Rite Aid Corporation (“Company”) Board of Directors believes that Company executives and non-management directors should have a meaningful ownership stake in the Company. This helps underscore the importance of aligning their interest with the long-term interests of our stockholders. Therefore, the Board of Directors adopted formal stock ownership guidelines for the executives and non-management directors listed below.
Position |
Multiple of Base Salary |
Chief Executive Officer
|
5 times
|
Chief Operating Officer
|
3 times
|
All Senior Executive Vice Presidents
|
3 times
|
All Executive Vice Presidents
|
2 times
|
All Senior Vice Presidents
|
1 time
|
Non-management Directors
|
5 times
|
Newly appointed executives and Board members have five years from the time they are elected, appointed, or promoted (in the case of incremental guidelines), as the case may be, to meet these guidelines. Once you have achieved the requisite level, ownership of the guideline amount must be maintained for as long as the individual is subject to these guidelines.

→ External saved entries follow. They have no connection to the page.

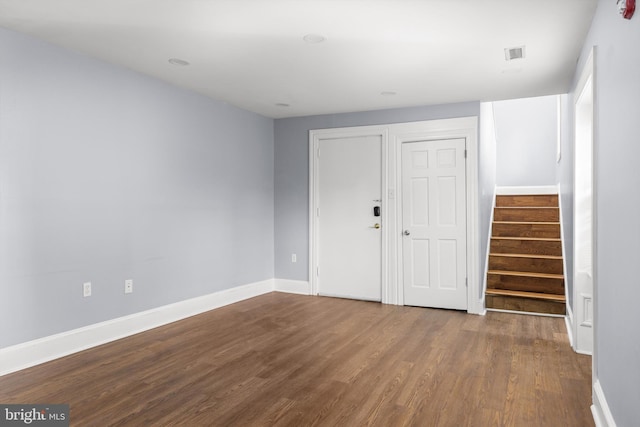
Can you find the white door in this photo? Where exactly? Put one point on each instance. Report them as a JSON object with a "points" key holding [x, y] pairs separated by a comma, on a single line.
{"points": [[583, 219], [349, 244], [434, 224]]}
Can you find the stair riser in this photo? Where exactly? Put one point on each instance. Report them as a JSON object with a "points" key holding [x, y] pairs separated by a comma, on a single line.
{"points": [[526, 284], [524, 304], [539, 200], [551, 231], [534, 265], [527, 214], [526, 247]]}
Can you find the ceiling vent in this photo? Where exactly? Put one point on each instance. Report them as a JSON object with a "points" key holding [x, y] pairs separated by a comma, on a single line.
{"points": [[512, 53]]}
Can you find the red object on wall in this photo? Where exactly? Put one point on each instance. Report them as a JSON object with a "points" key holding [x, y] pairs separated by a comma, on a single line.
{"points": [[629, 8]]}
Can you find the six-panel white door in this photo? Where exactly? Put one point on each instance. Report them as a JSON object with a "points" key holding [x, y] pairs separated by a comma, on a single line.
{"points": [[434, 224], [349, 244]]}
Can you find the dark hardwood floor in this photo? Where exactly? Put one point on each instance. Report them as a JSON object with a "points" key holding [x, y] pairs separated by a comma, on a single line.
{"points": [[291, 360]]}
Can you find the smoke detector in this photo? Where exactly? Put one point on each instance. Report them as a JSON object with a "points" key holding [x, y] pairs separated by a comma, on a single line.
{"points": [[512, 53]]}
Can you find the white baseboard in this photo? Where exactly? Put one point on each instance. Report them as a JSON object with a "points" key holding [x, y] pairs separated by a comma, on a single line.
{"points": [[600, 409], [42, 350], [540, 189], [292, 286], [568, 321]]}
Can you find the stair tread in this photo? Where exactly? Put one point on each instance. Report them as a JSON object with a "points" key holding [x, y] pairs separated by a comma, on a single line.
{"points": [[527, 207], [511, 255], [524, 294], [527, 274], [529, 239]]}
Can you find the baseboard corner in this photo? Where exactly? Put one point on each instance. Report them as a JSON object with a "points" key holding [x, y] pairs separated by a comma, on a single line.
{"points": [[41, 350], [600, 409], [300, 287]]}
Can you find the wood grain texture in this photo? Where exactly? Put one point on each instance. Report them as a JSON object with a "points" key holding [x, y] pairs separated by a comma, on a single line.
{"points": [[292, 360], [539, 214], [520, 281], [528, 263], [521, 245], [526, 229]]}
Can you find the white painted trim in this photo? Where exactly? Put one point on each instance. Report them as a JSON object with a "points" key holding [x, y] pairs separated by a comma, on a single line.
{"points": [[540, 189], [45, 349], [568, 319], [301, 287], [602, 415], [568, 322], [463, 127], [588, 75], [486, 263]]}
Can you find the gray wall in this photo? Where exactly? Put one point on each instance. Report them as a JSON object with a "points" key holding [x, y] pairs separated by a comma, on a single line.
{"points": [[526, 132], [106, 175], [564, 176], [617, 105], [292, 173]]}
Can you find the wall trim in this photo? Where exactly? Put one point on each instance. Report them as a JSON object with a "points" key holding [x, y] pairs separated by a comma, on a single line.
{"points": [[301, 287], [31, 353], [536, 189], [568, 321], [602, 415]]}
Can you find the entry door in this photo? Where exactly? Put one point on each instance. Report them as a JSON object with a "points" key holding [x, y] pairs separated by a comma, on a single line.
{"points": [[434, 224], [349, 188]]}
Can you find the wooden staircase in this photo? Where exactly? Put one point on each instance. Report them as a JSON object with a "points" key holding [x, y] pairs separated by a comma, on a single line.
{"points": [[525, 257]]}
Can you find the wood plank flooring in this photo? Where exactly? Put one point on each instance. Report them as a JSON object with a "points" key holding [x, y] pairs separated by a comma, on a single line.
{"points": [[292, 360]]}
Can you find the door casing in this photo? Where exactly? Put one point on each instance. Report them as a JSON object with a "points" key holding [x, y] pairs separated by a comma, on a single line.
{"points": [[393, 136]]}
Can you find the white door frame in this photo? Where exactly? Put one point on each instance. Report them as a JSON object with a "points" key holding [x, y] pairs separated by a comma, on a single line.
{"points": [[393, 135], [315, 136], [584, 307], [466, 128]]}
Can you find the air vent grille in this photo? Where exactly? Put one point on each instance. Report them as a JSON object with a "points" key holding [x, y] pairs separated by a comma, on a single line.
{"points": [[512, 53]]}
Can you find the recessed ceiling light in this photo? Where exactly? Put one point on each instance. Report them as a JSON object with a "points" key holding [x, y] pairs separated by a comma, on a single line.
{"points": [[512, 53], [178, 61], [314, 38]]}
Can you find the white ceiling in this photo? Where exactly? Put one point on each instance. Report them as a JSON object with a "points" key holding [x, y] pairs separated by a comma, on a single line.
{"points": [[251, 53]]}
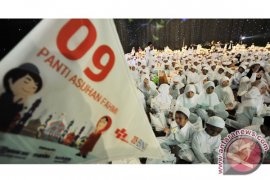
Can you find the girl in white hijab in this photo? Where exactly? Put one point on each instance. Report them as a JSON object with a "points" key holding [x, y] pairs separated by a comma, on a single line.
{"points": [[189, 99], [163, 100], [252, 106], [148, 88], [209, 104], [225, 93]]}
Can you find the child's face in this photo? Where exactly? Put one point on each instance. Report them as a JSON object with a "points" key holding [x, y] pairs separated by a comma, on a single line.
{"points": [[180, 119], [25, 86], [225, 83], [101, 124], [210, 90], [212, 130], [241, 70], [190, 94], [220, 71]]}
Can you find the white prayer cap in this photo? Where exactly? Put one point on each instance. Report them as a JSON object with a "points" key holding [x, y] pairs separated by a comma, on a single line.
{"points": [[216, 121], [267, 68], [229, 70], [209, 84], [167, 63], [226, 63], [145, 76], [164, 88], [262, 84], [190, 88], [206, 68], [235, 60], [176, 79], [243, 66], [182, 109], [224, 78], [143, 62]]}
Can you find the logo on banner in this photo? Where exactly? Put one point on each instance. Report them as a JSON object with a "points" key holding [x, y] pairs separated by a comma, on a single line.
{"points": [[241, 152], [135, 141]]}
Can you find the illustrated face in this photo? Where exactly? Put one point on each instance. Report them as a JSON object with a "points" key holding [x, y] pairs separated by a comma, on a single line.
{"points": [[190, 94], [213, 67], [25, 86], [210, 90], [204, 71], [263, 90], [212, 130], [220, 71], [192, 70], [145, 81], [228, 75], [225, 83], [180, 119], [101, 124], [241, 70]]}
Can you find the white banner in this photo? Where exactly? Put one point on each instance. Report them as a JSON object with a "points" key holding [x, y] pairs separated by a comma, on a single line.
{"points": [[66, 97]]}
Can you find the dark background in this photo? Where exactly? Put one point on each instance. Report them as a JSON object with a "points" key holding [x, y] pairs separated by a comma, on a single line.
{"points": [[162, 32]]}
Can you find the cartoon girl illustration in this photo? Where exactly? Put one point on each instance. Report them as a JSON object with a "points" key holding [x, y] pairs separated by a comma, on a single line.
{"points": [[20, 83], [103, 125]]}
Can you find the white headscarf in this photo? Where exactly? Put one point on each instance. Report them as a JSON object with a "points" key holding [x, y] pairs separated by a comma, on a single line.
{"points": [[183, 100], [224, 94], [243, 86], [208, 100], [163, 99]]}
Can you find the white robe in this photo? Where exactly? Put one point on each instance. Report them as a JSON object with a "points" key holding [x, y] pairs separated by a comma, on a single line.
{"points": [[205, 147], [225, 94], [163, 100], [208, 101], [182, 138]]}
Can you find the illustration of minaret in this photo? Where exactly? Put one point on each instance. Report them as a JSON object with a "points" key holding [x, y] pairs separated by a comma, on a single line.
{"points": [[19, 126], [77, 136], [60, 140], [41, 128]]}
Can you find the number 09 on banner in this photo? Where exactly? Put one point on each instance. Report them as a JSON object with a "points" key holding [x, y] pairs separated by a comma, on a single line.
{"points": [[65, 34]]}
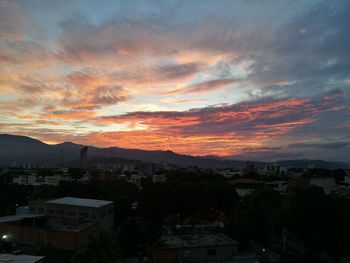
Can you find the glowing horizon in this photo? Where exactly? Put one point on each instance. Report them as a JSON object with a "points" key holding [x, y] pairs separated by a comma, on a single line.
{"points": [[226, 78]]}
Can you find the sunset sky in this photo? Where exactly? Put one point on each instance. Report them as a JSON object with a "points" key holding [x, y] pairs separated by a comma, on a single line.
{"points": [[260, 80]]}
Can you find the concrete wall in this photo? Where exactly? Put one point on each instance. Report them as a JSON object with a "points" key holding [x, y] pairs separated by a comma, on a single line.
{"points": [[60, 239], [200, 254]]}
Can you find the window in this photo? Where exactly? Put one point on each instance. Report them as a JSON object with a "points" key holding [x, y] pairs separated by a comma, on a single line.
{"points": [[103, 214], [83, 214], [187, 253], [93, 216], [211, 252], [59, 212], [49, 211], [71, 213]]}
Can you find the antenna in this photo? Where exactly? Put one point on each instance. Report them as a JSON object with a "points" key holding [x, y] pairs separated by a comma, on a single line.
{"points": [[61, 158]]}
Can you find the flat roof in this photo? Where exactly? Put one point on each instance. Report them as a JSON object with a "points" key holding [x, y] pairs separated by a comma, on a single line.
{"points": [[16, 218], [80, 202], [20, 258], [195, 240]]}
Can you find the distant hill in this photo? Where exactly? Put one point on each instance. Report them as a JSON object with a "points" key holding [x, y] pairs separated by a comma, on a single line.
{"points": [[306, 163], [22, 149]]}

For purposes of determining stock ownership levels, the following forms of equity interests in the Company are included:
Restricted stock and restricted stock units, whether or not vested, and shares owned count as one share equivalent per share beneficially owned, and stock options, whether or not vested, count as one-half share equivalent per stock option.
Stock ownership levels will be calculated and reviewed annually and each participant will be notified on an annual basis of their progress toward meeting the guidelines. The Compensation Committee will evaluate whether exceptions should be made for any participant who, due to his or her unique financial circumstances, would incur a hardship by complying with these guidelines.